Science is an amazing tool, but there’s no real agreement on how it actually works. That question bothered a man named Karl Popper enough that he spent most of his life thinking about it. I knew of Popper from history of philosophy courses, but it turns out he had a lot of interesting thoughts on other topics as well.
Like many great thinkers of his era, Karl Popper was forced to grapple with the roots of evil, it’s hard not to when you watch Hitler’s rise to power in real time.
Finance has long been one of my main interests, and nearly everyone in that space knows the name George Soros. Why bring him up in a text about science, Popper, and Hitler? It turns out this trio has more in common than you might think.
Popper spent his career searching for the origins of oppressive regimes.
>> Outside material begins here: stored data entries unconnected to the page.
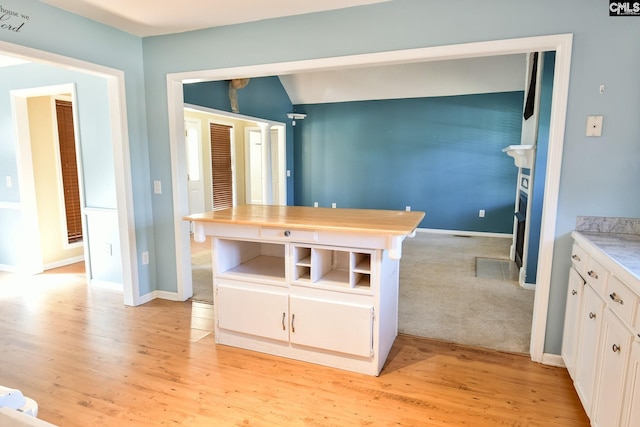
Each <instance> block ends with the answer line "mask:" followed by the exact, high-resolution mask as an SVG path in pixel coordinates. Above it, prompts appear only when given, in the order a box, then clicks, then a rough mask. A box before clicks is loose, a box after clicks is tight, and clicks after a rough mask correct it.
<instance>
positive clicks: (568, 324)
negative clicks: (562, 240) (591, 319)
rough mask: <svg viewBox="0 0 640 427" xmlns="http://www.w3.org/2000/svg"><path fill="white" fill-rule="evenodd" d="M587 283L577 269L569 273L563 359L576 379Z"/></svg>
mask: <svg viewBox="0 0 640 427" xmlns="http://www.w3.org/2000/svg"><path fill="white" fill-rule="evenodd" d="M585 283H586V282H585V281H584V279H583V278H582V276H580V273H578V271H577V270H576V269H575V268H571V270H570V271H569V287H568V288H567V309H566V312H565V317H564V329H563V334H562V357H563V359H564V361H565V366H566V367H567V370H568V371H569V375H571V378H573V379H574V380H575V379H576V358H577V356H578V344H579V343H578V337H579V334H577V333H576V331H579V330H580V320H581V311H580V310H581V308H582V307H581V302H582V294H583V292H584V285H585Z"/></svg>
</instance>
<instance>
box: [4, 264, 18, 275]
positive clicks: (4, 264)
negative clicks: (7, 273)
mask: <svg viewBox="0 0 640 427" xmlns="http://www.w3.org/2000/svg"><path fill="white" fill-rule="evenodd" d="M0 271H6V272H8V273H16V272H17V271H18V270H17V269H16V267H15V265H7V264H0Z"/></svg>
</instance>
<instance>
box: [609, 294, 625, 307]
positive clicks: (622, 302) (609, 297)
mask: <svg viewBox="0 0 640 427" xmlns="http://www.w3.org/2000/svg"><path fill="white" fill-rule="evenodd" d="M609 298H611V299H612V300H613V302H617V303H618V304H620V305H623V304H624V301H623V300H622V298H620V297H619V296H618V295H617V294H616V293H615V292H614V293H612V294H609Z"/></svg>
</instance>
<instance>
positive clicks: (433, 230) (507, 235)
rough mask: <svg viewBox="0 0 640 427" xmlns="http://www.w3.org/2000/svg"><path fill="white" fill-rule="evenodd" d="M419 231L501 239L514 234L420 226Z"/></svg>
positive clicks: (416, 230)
mask: <svg viewBox="0 0 640 427" xmlns="http://www.w3.org/2000/svg"><path fill="white" fill-rule="evenodd" d="M416 231H417V232H419V233H432V234H450V235H452V236H468V237H472V236H478V237H497V238H500V239H511V237H512V235H511V234H508V233H488V232H484V231H463V230H440V229H437V228H418V229H416Z"/></svg>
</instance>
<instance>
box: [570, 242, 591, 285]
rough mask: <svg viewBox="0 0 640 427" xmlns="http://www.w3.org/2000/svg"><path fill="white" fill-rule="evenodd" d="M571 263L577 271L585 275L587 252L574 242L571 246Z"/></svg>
mask: <svg viewBox="0 0 640 427" xmlns="http://www.w3.org/2000/svg"><path fill="white" fill-rule="evenodd" d="M571 263H572V264H573V267H574V268H575V269H576V270H577V271H578V273H580V274H581V275H582V277H585V275H586V274H587V253H586V252H585V250H584V249H582V248H581V247H580V246H578V245H577V244H575V243H574V244H573V247H572V248H571Z"/></svg>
George Soros, the financier, is one of his biggest admirers, not just a fan, but a major funder of ideas through his Open Society Foundations.
That name might sound familiar if you follow politics. Several governments, especially those framed as having authoritarian leanings, like Hungary, are loudly hostile toward Soros and his projects. Hate is a strong signal, it acknowledges a perceived threat. I wanted to understand what that threat really is.
The Open Society and Its Enemies is an attempt to identify the ideas that gave rise to history’s most brutal regimes. Popper locates the core of the problem in a mindset he calls “historicism”, the belief that societies are conscious entities moving toward a predetermined end-state. In his view, accepting this premise normalizes the erosion of individual freedom and ultimately leads to catastrophic, oppressive outcomes.
Some find it absurd to link Nazis and socialists, but is it possible they share a fundamental way of viewing history and a common “ends justify the means” mentality? According to Karl Popper, absolutely.